The Sunni Ittehad Council and Jamaat e Islami parties also announced a boycott, Pakistan’s Geo TV reported on election day.
At one point during the voting, Pakistan's election commission ordered a re-vote in more than 30 polling stations in a Karachi constituency over allegations of ballot stuffing, a spokesman said.
It was a Karachi constituency controlled by MQM, the group which later announced its boycott.
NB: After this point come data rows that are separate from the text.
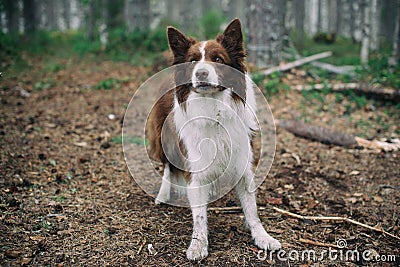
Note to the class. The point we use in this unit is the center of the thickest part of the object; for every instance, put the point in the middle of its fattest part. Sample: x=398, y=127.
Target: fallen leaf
x=354, y=173
x=26, y=261
x=81, y=144
x=274, y=200
x=37, y=238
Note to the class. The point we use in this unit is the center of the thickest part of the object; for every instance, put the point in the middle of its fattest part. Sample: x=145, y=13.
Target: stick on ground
x=337, y=219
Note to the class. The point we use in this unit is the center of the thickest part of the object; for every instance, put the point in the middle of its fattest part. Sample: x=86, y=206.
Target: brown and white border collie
x=230, y=150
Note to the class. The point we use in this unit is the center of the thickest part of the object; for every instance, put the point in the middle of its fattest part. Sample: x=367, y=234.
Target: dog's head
x=204, y=76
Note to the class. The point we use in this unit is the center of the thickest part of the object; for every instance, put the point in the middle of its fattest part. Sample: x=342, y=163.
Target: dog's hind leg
x=165, y=190
x=248, y=201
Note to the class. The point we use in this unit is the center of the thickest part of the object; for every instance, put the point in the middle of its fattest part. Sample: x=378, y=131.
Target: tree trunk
x=376, y=8
x=265, y=33
x=50, y=13
x=395, y=58
x=332, y=16
x=137, y=15
x=66, y=14
x=319, y=21
x=299, y=8
x=356, y=20
x=91, y=23
x=388, y=23
x=12, y=15
x=29, y=16
x=365, y=41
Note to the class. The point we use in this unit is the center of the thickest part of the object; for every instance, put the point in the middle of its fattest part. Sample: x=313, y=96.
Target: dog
x=223, y=115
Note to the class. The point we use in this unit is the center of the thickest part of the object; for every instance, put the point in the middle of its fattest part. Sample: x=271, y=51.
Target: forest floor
x=68, y=199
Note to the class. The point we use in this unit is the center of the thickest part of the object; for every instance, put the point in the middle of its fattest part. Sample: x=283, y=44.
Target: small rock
x=105, y=145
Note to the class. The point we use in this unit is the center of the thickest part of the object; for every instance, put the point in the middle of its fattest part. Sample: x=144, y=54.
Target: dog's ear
x=232, y=38
x=178, y=43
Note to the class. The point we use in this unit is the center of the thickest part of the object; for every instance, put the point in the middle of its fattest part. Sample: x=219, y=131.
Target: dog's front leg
x=248, y=201
x=198, y=197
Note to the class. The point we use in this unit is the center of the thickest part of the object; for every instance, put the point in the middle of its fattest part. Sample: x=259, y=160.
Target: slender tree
x=299, y=14
x=376, y=7
x=137, y=14
x=365, y=40
x=265, y=32
x=12, y=15
x=29, y=7
x=395, y=58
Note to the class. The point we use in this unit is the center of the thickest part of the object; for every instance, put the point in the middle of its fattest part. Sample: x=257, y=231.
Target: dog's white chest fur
x=216, y=132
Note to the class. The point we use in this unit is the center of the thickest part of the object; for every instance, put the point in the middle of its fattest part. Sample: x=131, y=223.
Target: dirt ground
x=67, y=198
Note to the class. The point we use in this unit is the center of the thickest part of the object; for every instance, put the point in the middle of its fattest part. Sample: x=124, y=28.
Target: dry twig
x=316, y=243
x=335, y=218
x=384, y=92
x=296, y=63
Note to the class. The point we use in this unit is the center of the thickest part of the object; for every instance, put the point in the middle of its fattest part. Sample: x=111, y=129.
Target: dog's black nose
x=202, y=74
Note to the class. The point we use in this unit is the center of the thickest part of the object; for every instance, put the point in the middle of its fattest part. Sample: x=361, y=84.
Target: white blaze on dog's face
x=205, y=75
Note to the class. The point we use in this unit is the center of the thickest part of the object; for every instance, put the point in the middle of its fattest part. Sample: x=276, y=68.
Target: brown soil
x=68, y=199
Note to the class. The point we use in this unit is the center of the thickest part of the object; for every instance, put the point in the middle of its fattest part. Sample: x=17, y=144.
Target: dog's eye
x=218, y=60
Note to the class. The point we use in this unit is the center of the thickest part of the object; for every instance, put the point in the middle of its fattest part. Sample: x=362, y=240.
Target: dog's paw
x=267, y=242
x=162, y=197
x=197, y=250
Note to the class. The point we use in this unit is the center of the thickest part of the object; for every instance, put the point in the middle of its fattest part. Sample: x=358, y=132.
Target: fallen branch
x=329, y=136
x=310, y=218
x=348, y=70
x=384, y=92
x=335, y=218
x=296, y=63
x=316, y=243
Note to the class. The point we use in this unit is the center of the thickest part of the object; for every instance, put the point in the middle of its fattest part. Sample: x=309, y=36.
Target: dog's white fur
x=216, y=132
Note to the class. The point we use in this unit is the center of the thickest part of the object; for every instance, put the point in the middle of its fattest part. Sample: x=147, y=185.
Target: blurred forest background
x=126, y=29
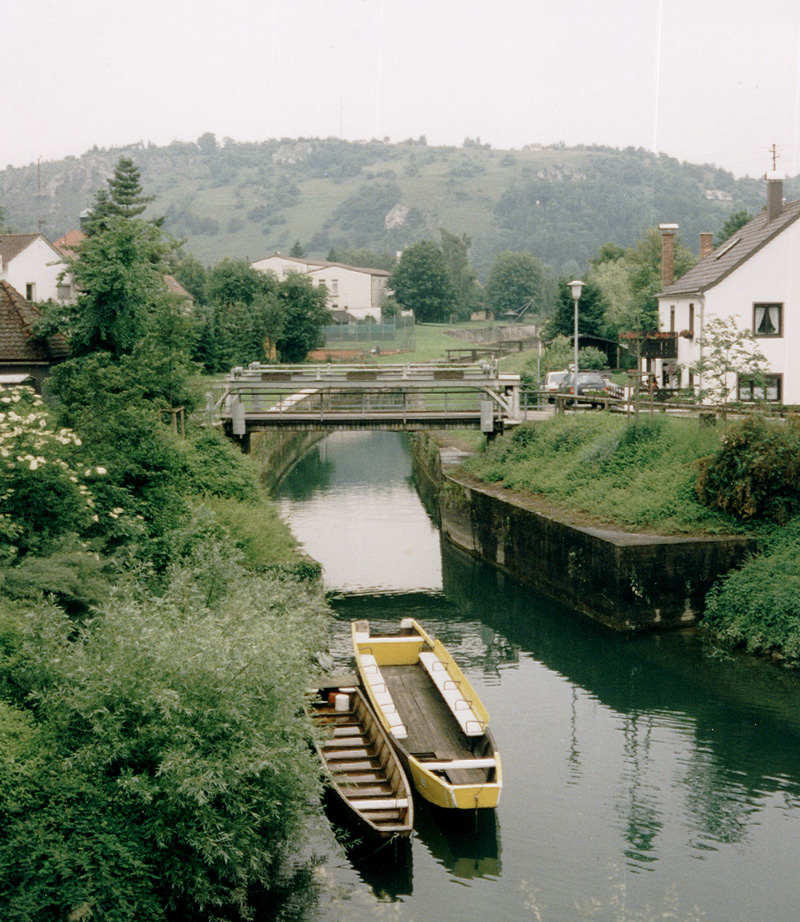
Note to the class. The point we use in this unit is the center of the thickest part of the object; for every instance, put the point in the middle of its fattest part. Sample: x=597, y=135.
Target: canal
x=646, y=778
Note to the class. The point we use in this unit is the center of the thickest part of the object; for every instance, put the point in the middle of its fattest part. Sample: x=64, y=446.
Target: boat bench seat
x=373, y=804
x=458, y=704
x=383, y=698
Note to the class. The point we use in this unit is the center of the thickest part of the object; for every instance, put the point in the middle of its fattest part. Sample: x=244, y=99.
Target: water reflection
x=742, y=718
x=363, y=525
x=643, y=776
x=467, y=845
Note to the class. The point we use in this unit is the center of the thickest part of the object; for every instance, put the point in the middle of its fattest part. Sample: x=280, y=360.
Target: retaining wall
x=631, y=582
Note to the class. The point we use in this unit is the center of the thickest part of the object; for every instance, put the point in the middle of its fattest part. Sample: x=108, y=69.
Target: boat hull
x=368, y=788
x=434, y=717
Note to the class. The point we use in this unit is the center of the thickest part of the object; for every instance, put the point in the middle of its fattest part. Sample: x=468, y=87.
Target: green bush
x=153, y=761
x=755, y=474
x=758, y=606
x=215, y=467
Imran Khan, meanwhile, also accused the MQM of ballot stuffing in Karachi, according to AFP. But the movement was quick to deny the accusations.
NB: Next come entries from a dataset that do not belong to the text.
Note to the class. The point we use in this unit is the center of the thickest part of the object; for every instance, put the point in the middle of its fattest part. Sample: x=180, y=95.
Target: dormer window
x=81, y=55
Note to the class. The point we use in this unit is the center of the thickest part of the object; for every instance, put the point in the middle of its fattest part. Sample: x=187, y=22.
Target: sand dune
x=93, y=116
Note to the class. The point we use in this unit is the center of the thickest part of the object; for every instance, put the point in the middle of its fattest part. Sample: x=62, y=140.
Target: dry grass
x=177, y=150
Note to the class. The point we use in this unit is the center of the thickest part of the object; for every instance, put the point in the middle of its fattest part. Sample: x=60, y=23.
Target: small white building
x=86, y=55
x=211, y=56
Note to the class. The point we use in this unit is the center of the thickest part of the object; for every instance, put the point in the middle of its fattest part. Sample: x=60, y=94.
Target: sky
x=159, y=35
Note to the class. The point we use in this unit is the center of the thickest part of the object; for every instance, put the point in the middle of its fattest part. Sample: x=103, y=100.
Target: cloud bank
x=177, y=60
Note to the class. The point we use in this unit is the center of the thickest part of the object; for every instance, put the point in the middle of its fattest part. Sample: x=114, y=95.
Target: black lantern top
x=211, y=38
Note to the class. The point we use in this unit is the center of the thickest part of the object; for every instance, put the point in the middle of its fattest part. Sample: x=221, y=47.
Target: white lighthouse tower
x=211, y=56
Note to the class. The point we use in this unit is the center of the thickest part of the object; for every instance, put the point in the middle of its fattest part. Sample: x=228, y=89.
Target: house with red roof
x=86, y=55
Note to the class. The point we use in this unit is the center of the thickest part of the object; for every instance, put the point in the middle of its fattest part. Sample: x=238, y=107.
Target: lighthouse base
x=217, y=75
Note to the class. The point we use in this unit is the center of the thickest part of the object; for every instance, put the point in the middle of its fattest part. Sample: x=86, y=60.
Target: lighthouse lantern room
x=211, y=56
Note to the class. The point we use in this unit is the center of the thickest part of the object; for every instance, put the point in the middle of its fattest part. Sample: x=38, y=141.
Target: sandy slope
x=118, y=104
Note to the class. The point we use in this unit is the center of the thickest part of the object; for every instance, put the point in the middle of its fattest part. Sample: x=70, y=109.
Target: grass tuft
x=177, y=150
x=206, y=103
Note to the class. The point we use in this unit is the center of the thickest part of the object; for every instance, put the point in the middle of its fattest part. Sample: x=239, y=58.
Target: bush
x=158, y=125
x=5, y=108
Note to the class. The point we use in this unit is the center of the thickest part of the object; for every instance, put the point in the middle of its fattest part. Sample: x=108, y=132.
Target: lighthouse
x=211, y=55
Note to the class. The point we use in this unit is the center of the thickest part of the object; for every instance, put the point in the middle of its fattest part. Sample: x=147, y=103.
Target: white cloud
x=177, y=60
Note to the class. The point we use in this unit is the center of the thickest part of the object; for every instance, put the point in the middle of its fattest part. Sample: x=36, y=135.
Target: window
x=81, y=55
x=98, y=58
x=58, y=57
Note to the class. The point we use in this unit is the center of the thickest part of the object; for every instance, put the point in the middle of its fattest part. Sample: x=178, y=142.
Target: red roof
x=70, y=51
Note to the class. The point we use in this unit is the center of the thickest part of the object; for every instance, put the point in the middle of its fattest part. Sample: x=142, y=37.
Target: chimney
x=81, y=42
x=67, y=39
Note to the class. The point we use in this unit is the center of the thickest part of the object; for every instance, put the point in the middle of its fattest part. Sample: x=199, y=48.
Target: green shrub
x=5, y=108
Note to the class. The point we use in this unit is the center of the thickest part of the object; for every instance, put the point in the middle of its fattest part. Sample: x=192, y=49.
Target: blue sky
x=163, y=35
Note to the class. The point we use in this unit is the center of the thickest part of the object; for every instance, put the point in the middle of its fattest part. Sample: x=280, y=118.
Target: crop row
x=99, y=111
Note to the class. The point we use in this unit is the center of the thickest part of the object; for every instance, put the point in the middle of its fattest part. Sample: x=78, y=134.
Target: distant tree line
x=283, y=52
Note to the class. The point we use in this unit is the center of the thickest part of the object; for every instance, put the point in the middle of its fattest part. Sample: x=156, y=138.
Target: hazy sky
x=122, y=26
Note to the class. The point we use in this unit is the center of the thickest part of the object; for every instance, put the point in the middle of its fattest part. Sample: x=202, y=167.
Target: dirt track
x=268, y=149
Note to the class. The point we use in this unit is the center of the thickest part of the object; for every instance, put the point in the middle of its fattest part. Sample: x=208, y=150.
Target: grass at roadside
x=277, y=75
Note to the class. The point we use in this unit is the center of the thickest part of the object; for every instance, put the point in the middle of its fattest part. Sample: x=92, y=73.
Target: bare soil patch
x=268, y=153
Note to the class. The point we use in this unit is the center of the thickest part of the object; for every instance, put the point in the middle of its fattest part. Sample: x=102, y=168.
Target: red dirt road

In reference to allegations of vote-rigging made by the members of his party, Khan said in televised remarks on Sunday: "God willing, we will issue a white paper."
One Karachi voter pointed out that city quickly became the focus for allegations of fraud.
“The elections held in Pakistan were total scam; rigging was the usual way of work for the polling stations in the whole of Sindh and Punjab, especially Karachi,” Shujaat Haider told Al Arabiya.
“Polling stations were hijacked by ‘unidentified’ men and where they weren't, the presiding officers did their part,” Haider added, in reference to poll officials taking part in the alleged corruption.
The Karachi resident said that in one of the city’s polling station, NA 250, a presiding officer did not turn up. The officer was supposed to preside over two stations.
“When we [Haider and other residents] asked why there was no officer, we were told he had gotten ‘upset’ over something and will not be coming and to stop asking questions. So they sent 1400 registered voters home.”
After complaints that polling stations opened late, or hadn’t been operating at all, voting was extended by three hours in seven Karachi constituencies, according to AFP news agency.
'Change has come'
Haider said he was angered by the disorder and rigging attempts, but the large voter turnout still allowed him and other Pakistanis to feel the change.
“Even though I did not support the party that has won the elections, we must acknowledge the fact that the change has come."
“Scores of people lined up for hours and hours to practice their democratic right and play their part in making change happen,” Haider added.
Online groups on Sunday launched rallies to demand "fair re-elections." On Facebook, one event titled “Peaceful Rally in Support of FAIR Re-elections” was arranging for groups to meet at a specified area in Karachi at 5.30 p.m. (local time).
A rally in Lahore against “unfair elections and rigging” was also set to be held at 4.30 p.m. on Sunday, according to PTI supporters spreading the word through social media websites.
Similar rallies are expected to be organized across Pakistan on Sunday, and will mostly be held by Khan’s PTI supporters, disappointed with the outcome.
But for Sharif’s supporters, brushing off rigging allegations appears to be the popular response, with the frontrunner himself not responding to the claims.
“These allegations are fake,” Lahore-based filmmaker, and self-professed Sharif supporter, Awais Ahmad told Al Arabiya.
“Sharif has a strong political grassroots support, while Khan has all the youngsters rallying for him and perceive him to be a national hero.
“It’s easy for them to say the votes were rigged without having official evidence,” he added.